Suppose we wish to model some data using an SDE with noisy observations of the form

\[\begin{split}\begin{align} dx &= f(x, t) dt + \Sigma d\beta\\ y &\sim \mathcal{N}(0, r^2 I). \end{align}\end{split}\]

where \(\beta\) is a standard Brownian motion. Given observations \(\mathcal{D} = \{t_k, y_k\}_{k = 1}^K\), we are interested in approximating the posterior process \(p(x, t | \mathcal{D})\). For most choices of \(f(x, t)\), working with this SDE analytically is be impossible. Instead, we will approximate the posterior of this SDE with another stochastic process, described by the SDE

\[\begin{align} dx &= g(x, t) dt + \Sigma d\beta, \text{ where } g(x, t) = -A(t)x(t) + b(t). \end{align}\]

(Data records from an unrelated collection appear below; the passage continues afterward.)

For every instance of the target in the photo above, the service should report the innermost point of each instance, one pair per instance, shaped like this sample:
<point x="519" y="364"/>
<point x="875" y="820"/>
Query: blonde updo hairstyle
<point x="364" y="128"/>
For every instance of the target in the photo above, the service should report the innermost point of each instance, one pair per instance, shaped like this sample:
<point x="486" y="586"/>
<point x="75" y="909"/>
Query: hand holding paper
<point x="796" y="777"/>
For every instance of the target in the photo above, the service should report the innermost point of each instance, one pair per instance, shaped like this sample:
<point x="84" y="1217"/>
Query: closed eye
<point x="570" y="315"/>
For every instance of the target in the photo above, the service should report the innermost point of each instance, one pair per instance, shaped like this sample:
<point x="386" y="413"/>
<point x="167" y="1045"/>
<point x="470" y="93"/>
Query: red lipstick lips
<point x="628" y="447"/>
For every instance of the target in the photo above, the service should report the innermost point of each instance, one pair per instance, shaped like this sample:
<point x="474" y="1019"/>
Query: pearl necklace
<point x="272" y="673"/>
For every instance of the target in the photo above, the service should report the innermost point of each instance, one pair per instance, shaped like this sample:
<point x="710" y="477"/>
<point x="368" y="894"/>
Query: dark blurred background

The motivation behind this particular form is that because this SDE is linear, it corresponds to a Gaussian Process (GP) whose marginal mean and variance can be treated almost entirely in analytic form. In particular, this mean and variance can be shown to exactly obey two ODEs which, even though cannot be solved in closed form, can be well approximated using numerical integration.

Free Energy approximation

Because the approximating SDE has an affine drift function \(g\) and a constant noise term, it is a Gaussian Process (GP). The marginal mean and variance, \(m(t)\) and \(S(t)\), of this GP statisfy[SarkkaS19] the ODEs

\[\begin{split}\begin{align} \dot{m}(t) &= -A(t)m(t) + b(t), \\ \dot{S}(t) &= -A(t)S(t) -S(t)A(t)^\top + \Sigma. \end{align}\end{split}\]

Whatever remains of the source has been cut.